- Promotional poster for the compilation film's Japanese theatrical release.

シンドバッド
- Genre: Action/Adventure, Fantasy, Family

Sinbad: A Flying Princess and a Secret Island
- Directed by: Shinpei Miyashita
- Produced by: Kentaro Koike; Takashi Inoue;
- Written by: Kaeko Hayafune
- Music by: Hiroaki Ohno
- Studio: Nippon Animation Shirogumi
- Released: July 4, 2015
- Runtime: 50 minutes

Sinbad: The Magic Lamp and the Moving Islands
- Directed by: Shinpei Miyashita
- Produced by: Kentaro Koike; Takashi Inoue;
- Written by: Hiroyuki Kawasaki
- Music by: Hiroaki Ohno
- Studio: Nippon Animation Shirogumi
- Released: January 16, 2016
- Runtime: 50 minutes

Sinbad: Night at High Noon and the Wonder Gate
- Directed by: Terumi Toyama
- Produced by: Kentaro Koike; Takashi Inoue;
- Written by: Hiroyuki Kawasaki
- Music by: Hiroaki Ohno
- Studio: Nippon Animation Shirogumi
- Released: May 14, 2016
- Runtime: 50 minutes

Sinbad (compilation film)
- Directed by: Shinpei Miyashita Terumi Toyama
- Produced by: Kentaro Koike; Takashi Inoue;
- Written by: Hiroyuki Kawasaki
- Music by: Hiroaki Ohno
- Studio: Nippon Animation Shirogumi
- Released: May 14, 2016
- Runtime: 113 minutes

= Sinbad (film series) =

Japanese animated film series

Sinbad (シンドバッド) is a series of Japanese animated family adventure films inspired by One Thousand and One Nights and produced by Nippon Animation and Shirogumi. Made in celebration of the former company's 40th anniversary, the trilogy of films were directed by Shinpei Miyashita and written by Kaeko Hayafune and Hiroyuki Kawasaki. Miyashita died during the production of the third film, which was later dedicated to him. The film was finished by his student, Terumi Toyama.

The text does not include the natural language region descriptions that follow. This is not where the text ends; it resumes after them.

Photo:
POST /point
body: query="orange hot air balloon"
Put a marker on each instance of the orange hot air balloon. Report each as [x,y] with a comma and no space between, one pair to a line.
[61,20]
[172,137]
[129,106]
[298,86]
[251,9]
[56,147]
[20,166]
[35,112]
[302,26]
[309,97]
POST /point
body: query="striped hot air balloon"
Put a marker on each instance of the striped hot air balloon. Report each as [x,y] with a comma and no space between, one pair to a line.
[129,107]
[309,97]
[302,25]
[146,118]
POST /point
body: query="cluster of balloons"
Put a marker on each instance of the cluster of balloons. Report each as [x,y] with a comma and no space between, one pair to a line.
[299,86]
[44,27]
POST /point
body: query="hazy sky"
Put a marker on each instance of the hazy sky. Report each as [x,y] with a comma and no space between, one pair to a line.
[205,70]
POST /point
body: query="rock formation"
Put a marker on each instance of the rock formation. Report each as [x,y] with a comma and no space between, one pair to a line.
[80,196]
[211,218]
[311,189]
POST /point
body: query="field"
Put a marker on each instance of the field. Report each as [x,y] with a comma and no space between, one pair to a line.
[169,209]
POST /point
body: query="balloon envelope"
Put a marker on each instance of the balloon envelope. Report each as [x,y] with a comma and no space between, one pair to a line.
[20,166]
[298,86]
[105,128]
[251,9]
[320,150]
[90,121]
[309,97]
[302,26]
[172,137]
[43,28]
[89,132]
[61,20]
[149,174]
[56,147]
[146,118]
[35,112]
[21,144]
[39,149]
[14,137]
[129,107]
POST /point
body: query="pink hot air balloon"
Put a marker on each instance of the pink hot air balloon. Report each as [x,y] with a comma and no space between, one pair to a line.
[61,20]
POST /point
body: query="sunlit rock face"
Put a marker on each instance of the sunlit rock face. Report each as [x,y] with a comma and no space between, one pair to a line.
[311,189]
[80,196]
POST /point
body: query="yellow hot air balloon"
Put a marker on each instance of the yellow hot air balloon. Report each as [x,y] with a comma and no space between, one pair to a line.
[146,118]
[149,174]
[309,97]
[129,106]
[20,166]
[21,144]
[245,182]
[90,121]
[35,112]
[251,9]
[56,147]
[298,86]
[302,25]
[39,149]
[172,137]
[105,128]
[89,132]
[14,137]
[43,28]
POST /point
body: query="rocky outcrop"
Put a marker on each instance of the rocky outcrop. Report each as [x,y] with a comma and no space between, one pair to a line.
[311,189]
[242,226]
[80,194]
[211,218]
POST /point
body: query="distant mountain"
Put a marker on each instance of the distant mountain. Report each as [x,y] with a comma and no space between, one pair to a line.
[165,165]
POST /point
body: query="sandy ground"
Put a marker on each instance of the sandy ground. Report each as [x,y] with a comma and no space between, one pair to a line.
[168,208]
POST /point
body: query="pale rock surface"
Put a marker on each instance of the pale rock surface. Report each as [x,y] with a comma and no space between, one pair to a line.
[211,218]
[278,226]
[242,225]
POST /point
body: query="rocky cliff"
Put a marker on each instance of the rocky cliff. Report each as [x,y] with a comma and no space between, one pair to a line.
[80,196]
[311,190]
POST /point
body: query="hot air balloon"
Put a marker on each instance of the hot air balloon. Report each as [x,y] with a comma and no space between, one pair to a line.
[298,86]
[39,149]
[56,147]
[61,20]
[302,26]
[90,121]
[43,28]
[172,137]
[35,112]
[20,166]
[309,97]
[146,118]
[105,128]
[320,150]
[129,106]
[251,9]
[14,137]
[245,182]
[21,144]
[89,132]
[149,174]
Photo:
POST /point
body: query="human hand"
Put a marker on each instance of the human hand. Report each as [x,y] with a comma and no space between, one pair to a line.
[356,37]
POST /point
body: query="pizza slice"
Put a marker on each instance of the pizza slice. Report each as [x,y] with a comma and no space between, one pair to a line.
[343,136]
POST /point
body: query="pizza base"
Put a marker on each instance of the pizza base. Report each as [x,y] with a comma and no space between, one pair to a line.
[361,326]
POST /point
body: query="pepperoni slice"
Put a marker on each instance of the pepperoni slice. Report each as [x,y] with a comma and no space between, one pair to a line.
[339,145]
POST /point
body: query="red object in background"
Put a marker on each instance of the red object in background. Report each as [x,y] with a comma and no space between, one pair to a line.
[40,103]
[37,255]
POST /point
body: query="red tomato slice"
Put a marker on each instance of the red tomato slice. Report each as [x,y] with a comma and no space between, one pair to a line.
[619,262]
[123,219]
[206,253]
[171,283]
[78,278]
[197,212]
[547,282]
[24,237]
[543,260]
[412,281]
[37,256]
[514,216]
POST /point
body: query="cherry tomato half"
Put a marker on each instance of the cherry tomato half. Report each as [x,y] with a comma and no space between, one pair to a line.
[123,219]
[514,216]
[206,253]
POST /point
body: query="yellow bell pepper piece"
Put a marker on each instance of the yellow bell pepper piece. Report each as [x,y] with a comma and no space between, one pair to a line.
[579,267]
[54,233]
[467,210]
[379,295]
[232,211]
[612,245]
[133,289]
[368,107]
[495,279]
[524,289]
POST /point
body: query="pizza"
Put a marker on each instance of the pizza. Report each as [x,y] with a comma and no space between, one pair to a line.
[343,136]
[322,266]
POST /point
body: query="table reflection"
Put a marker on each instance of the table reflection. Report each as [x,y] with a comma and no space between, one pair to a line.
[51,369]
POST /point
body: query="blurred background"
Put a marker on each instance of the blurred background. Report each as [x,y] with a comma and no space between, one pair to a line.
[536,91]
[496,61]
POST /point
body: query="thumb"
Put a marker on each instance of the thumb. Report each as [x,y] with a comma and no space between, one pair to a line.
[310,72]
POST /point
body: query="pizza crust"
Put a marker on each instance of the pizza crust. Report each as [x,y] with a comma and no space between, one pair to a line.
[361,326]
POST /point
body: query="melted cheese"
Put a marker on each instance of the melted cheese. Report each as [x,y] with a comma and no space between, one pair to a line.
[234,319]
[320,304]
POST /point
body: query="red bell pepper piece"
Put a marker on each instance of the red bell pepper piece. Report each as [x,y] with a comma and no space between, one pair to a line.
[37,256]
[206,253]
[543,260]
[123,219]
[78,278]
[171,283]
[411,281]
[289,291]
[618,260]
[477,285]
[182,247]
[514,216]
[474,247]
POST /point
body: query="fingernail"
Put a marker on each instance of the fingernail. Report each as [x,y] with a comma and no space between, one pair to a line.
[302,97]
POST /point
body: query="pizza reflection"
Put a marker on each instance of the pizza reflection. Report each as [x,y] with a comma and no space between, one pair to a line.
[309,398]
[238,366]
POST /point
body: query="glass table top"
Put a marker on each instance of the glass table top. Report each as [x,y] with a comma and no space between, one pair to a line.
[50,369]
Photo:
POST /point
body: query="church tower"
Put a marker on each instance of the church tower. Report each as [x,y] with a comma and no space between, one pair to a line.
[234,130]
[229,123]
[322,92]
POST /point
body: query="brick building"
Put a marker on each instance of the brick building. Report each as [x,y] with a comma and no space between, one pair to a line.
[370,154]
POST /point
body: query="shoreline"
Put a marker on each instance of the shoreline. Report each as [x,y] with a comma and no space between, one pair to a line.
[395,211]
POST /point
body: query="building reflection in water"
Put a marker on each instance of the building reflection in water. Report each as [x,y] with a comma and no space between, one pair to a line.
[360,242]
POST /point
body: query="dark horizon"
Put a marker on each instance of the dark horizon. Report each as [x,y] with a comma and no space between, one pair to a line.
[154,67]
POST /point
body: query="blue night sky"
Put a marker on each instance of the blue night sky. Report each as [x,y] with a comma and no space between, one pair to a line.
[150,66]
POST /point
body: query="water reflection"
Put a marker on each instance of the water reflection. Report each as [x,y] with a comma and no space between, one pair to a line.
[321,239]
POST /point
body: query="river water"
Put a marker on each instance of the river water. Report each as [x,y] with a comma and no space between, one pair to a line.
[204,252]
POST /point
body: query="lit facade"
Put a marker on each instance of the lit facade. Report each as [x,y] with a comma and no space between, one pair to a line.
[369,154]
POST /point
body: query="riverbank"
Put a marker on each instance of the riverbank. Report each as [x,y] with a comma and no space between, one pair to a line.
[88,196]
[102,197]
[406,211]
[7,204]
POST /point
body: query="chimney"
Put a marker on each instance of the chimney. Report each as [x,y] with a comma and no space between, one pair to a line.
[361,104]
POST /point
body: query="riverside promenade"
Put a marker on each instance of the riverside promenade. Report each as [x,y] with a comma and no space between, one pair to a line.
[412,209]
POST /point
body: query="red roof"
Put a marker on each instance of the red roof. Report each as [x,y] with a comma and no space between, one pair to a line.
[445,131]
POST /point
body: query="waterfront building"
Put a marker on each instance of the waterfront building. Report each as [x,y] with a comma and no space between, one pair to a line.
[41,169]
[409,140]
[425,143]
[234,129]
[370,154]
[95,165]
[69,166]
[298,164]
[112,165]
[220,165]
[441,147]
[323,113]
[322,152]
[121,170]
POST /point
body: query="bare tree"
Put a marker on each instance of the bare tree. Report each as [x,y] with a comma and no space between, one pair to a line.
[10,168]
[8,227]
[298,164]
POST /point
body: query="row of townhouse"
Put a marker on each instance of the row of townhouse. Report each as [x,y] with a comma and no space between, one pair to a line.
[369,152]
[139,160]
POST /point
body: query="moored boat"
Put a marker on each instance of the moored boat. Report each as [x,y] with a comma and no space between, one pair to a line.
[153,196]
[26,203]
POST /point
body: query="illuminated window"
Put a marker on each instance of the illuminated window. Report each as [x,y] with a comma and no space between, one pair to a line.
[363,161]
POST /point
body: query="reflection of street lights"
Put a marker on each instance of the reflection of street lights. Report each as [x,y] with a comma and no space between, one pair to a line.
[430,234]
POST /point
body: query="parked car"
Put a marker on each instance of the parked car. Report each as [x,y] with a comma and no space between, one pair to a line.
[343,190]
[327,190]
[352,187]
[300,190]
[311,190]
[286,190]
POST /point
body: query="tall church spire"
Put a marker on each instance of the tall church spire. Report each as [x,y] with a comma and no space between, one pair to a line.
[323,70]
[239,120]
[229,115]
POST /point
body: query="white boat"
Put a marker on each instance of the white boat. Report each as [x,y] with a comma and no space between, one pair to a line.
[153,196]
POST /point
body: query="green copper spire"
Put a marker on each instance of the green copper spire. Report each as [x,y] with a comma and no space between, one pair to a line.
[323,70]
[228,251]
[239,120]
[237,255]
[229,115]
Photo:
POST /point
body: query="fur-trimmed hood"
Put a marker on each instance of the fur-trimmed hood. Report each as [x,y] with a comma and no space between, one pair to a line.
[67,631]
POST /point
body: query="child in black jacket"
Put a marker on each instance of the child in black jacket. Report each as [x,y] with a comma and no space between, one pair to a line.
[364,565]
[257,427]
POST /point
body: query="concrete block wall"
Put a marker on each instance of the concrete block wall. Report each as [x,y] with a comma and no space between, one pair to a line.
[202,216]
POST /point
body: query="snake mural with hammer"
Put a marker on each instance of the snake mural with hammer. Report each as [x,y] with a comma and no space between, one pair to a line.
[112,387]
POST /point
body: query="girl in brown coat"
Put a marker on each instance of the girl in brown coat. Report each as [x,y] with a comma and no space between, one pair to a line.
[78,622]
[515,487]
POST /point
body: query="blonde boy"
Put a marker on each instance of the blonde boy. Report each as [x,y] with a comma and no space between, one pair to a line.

The first film, A Flying Princess and a Secret Island (空とぶ姫と秘密の島), was released in Japan on July 4, 2015, by Aeon Entertainment. Pony Canyon released it on DVD on December 16, 2015. The second film, The Magic Lamp and the Moving Islands (魔法のランプと動く島), was released theatrically on January 16, 2016, and on DVD on May 3, 2016. The third and final film, Night at High Noon and the Wonder Gate (～真昼の夜とふしぎの門～), was released theatrically as part of a compilation with the two others films on May 14, 2016. It was later released individually on DVD on December 21, 2016.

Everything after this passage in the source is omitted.